— Я же сказал: готовлюсь к концу. А смеялся потому, что представил себя на месте капитана Бертинелли, — и мои ладони соскользнули к её запястью. — Я бы на его месте начал с таких слов: «Дорогие братья и сёстры!»
— Почему? — смешалась Габриела и посмотрела на мои пальцы вокруг своего запястья. — Что имеете в виду?
— В такие моменты… — произнёс я и тоже опустил взгляд на её запястье. — Не знаю как объяснить… Ну, в такие моменты людей спасает только тепло, — и разволновался. — Человеческое тепло…
Габриела перестала вызволять руку:
— В какие моменты? — и поправилась. — Спасает от чего?
— В последние моменты! — пояснил я. — Юмор и тепло. Это спасает всегда, но я вот подумал сейчас, что по-настоящему мы начинаем ощущать жизнь только — когда подходит конец…
Ответить она не успела: самолёт дёрнуло вниз, а её швырнуло в сторону. Я удержал её за талию, развернул к себе и властным движением усадил в своё кресло. Сам присел напротив, на ящик.
— Что вы со мной делаете? — пожаловалась Габриела.
— Как что? — удивился и я. — Усадил вас в кресло. По-моему, уже началось… — и опустил ладони на её колени.

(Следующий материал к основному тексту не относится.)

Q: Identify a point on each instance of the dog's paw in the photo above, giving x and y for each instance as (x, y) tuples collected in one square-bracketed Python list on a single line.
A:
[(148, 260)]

— Что началось? — взглянула она на мои руки.
— Хватит! — буркнул я раздражённо. — Вы и там будете делать вид, что ничего не происходит… Как в этом анекдоте про стриптиз…
— Про стриптиз? — удивилась Габриела.
— Бертинелли рассказывал. Чтобы отвлечь людей… Вы так и поступите: разденетесь и — пока будем падать — будете делать вид, будто всё прекрасно! А если кто-нибудь вывалится из окна и полетит вниз, вы ему бросите вдогонку плед, чтобы не простудился. Да-да! А если вдруг мы с вами там встретимся, вы и там будете притворяться… Да-да, будете!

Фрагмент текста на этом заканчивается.